Question

The solubility product of $A{g}_2{C}_2{O}_4$ at ${25}^{\circ }C$ is $1.29\times {10}^{-11}mo{l}^3.li{t}^{-3}$. A solution of $K_2{C}_2{O}_4$ containing 0.1520 moles in 500 ml.
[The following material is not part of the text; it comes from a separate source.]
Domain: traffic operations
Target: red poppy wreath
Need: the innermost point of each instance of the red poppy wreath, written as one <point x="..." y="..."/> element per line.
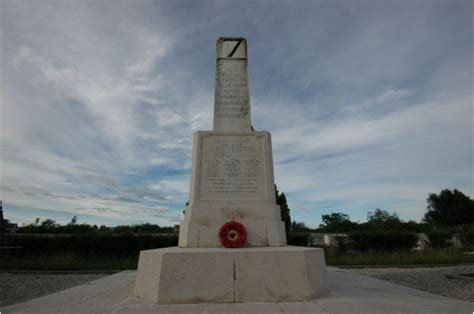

Water is shaken at ${25}^{\circ }C$ with excess $A{g}_{2}C{O}_3$ till the following equilibrium is reached : $A{g}_{2}C{O}_3+K_2{C}_2{O}_4\to A{g}_2{C}_2{O}_4+K_{2}C{O}_3$. At equilibrium, the solution contains 0.0358 moles of $K_{2}C{O}_3$. Assuming the degree of dissociation of $K_2{C}_2{O}_4$ and $K_{2}C{O}_3$ to be equal,calculate the solubility product of $A{g}_{2}C{O}_3$.

• A. $1.194$ x ${10}^{-10}mo{l}^2.li{t}^{-2}$
• B. $3.974$ x ${10}^{-10}mo{l}^2.li{t}^{-2}$
• C. $3.974$ x ${10}^{-12}mo{l}^3.li{t}^{-3}$
• D. $1.164$ x ${10}^{-10}mo{l}^3.li{t}^{-3}$

Answer 1

Answer: (C)

$3.974$ x ${10}^{-12}mo{l}^3.li{t}^{-3}$

Initially, the concentration of oxalate ion was 0.1520 moles.

and at equilibrium the amount of carbonate ion formed=$0.1520-0.0358=0.1162$

The concentration of potassium oxalate remaining after the reaction is $\frac{0.1162}{0.5}=0.2324M$.
The concentration of potassium carbonate (or carbonate ions) at equilibrium $=\frac{0.0358}{0.5}=0.0716M$.
For silver oxalate, $K_{sp}=\left[A{g}^{+}{]}^2\right[C_{2}O{4}^{2-}]$.
Hence, $1.29\times {10}^{-11}=[A{g}^{+}{]}^2\times 0.2324$.
$[A{g}^{+}{]}^2=\frac{1.29\times {10}^{-11}}{0.2324}$.
The expression for the solubility product of silver carbonate is $K_{sp}=\left[A{g}^{+}{]}^2\right[C{O}_3^{2-}]=\frac{1.29\times {10}^{-11}}{0.2324}\times 0.0716=3.974\times {10}^{-12}mo{l}^3.li{t}^{-3}$.